I am using scikit-learn library and building a pipeline from it.
This is the last (and main) part of pipeline that I build:
preprocessor_steps = [('data_transformer', data_transformer),
('reduce_dim', TruncatedSVD())]
preprocessor = Pipeline(steps=preprocessor_steps)

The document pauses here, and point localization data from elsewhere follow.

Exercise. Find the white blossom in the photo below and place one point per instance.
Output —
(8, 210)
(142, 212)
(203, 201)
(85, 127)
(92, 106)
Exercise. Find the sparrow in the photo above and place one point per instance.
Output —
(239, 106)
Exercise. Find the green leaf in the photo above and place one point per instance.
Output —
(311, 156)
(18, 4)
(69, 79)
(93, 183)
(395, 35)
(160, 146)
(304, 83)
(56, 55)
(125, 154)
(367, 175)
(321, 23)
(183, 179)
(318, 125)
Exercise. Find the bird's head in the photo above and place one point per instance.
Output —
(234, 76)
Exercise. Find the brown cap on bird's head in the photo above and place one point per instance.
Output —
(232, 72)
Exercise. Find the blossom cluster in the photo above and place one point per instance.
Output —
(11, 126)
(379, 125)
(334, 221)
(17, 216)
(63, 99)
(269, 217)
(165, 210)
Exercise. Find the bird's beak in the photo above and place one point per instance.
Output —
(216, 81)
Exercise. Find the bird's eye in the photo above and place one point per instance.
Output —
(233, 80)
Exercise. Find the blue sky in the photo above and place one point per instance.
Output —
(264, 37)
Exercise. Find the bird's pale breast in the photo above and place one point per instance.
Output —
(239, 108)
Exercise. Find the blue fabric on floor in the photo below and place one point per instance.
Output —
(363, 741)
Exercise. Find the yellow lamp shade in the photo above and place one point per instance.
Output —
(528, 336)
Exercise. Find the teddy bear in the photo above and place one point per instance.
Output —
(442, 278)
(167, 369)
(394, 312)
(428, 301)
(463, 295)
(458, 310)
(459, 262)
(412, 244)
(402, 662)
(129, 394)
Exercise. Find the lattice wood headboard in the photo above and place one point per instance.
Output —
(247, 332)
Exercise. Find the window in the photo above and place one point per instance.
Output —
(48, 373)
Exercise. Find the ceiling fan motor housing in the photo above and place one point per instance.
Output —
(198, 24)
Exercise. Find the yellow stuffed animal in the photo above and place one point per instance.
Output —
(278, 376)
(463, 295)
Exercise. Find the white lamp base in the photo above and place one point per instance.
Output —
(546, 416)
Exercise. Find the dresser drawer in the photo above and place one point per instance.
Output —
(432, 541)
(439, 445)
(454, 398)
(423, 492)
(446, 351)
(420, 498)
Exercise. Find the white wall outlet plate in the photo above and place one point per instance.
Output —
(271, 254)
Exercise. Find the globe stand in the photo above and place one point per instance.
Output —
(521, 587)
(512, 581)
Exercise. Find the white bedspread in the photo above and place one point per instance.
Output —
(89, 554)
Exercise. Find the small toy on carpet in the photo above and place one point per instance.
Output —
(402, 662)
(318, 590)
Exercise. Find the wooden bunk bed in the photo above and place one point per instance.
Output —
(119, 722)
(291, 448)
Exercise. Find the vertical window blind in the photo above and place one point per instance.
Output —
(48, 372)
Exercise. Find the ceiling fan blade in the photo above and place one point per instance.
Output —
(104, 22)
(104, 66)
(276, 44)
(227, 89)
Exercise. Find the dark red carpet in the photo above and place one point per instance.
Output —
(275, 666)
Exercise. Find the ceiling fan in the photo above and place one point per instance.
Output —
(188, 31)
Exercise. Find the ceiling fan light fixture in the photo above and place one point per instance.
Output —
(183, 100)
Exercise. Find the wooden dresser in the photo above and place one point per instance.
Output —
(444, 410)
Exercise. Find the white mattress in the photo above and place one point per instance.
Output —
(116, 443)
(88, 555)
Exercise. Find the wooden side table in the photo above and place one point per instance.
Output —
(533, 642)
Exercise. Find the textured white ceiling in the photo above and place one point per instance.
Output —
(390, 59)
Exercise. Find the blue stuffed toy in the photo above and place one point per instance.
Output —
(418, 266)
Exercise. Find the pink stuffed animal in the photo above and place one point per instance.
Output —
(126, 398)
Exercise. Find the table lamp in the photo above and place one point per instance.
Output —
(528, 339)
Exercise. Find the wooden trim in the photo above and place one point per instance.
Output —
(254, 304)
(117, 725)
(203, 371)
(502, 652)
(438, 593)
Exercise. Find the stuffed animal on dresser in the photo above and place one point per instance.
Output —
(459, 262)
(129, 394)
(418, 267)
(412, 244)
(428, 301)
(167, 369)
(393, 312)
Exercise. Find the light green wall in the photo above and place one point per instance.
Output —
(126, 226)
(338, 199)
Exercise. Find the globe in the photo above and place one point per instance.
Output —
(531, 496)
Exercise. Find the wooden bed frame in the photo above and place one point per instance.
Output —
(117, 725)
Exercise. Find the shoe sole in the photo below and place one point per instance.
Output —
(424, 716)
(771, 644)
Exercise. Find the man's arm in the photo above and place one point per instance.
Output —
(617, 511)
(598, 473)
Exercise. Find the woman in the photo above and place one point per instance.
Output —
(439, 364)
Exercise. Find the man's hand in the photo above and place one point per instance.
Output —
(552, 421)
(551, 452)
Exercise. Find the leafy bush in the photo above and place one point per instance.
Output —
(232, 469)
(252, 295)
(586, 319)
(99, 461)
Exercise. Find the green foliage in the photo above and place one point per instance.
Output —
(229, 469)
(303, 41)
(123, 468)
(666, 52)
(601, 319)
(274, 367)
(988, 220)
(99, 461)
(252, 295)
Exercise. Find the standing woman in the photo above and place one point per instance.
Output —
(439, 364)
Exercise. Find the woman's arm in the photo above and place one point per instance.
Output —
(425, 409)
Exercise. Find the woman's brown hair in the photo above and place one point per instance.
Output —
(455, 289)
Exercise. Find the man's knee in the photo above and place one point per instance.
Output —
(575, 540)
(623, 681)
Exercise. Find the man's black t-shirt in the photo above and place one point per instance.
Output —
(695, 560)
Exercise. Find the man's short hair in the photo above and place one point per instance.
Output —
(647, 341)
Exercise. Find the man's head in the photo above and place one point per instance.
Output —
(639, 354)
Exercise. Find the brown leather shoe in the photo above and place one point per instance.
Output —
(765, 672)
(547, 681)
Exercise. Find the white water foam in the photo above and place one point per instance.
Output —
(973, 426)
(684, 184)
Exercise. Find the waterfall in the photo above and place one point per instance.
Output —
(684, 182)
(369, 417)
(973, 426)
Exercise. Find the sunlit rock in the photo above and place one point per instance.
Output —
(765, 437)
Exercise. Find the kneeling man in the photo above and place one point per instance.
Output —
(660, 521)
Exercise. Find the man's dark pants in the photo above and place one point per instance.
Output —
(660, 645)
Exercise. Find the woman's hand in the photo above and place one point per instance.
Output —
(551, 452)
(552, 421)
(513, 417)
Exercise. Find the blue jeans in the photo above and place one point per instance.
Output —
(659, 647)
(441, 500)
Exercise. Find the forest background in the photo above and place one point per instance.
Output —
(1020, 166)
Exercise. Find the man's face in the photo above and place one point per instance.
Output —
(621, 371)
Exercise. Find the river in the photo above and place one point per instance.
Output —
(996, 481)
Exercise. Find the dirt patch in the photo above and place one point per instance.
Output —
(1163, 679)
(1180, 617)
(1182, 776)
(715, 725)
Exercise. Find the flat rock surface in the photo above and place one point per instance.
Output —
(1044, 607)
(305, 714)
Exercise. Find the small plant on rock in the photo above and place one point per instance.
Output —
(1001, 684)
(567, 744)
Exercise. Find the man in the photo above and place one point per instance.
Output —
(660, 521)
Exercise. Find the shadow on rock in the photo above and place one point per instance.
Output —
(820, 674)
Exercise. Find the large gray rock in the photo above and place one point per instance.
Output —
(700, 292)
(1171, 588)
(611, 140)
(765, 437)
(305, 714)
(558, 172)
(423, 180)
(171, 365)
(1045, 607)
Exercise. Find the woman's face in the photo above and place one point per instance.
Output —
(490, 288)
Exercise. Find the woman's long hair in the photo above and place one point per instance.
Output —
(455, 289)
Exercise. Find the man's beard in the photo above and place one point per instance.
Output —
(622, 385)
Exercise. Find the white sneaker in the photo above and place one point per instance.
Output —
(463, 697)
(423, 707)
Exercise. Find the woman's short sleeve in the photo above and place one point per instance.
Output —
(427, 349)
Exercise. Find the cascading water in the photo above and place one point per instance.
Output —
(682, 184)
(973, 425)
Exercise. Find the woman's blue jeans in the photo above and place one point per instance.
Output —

clustering_steps = [('preprocessor', preprocessor),
('cluster', DummyEstimator())]
clustering = Pipeline(steps=clustering_steps)
data_transformer
has steps like OneHotEncoder, KNNImputer, etc.
Now I have GridSearchCV:
param_grid = [{
'cluster': [KMeans()],
'cluster__n_clusters': range(1, 11),
'cluster__init': ['k-means++', 'random']
},
{
'cluster': [DBSCAN()],
'cluster__eps': [0.5, 0.7, 1],
}]
grid_search = GridSearchCV(estimator=clustering, param_grid=param_grid,
scoring='accuracy', verbose=2, n_jobs=1,
error_score='raise')
grid_search.fit(X_train, y_train)
It works perfectly fine for all the hyperparameters of KMeans but fails for DBSCAN. It gives an error:
AttributeError: 'DBSCAN' object has no attribute 'predict'
I think this is because DBSCAN has 'fit_predict' and not 'predict'. I don't want to change my layout (like finding best pipeline from GridSearchCV) because I have many more parameters and algorithms that I want to compare.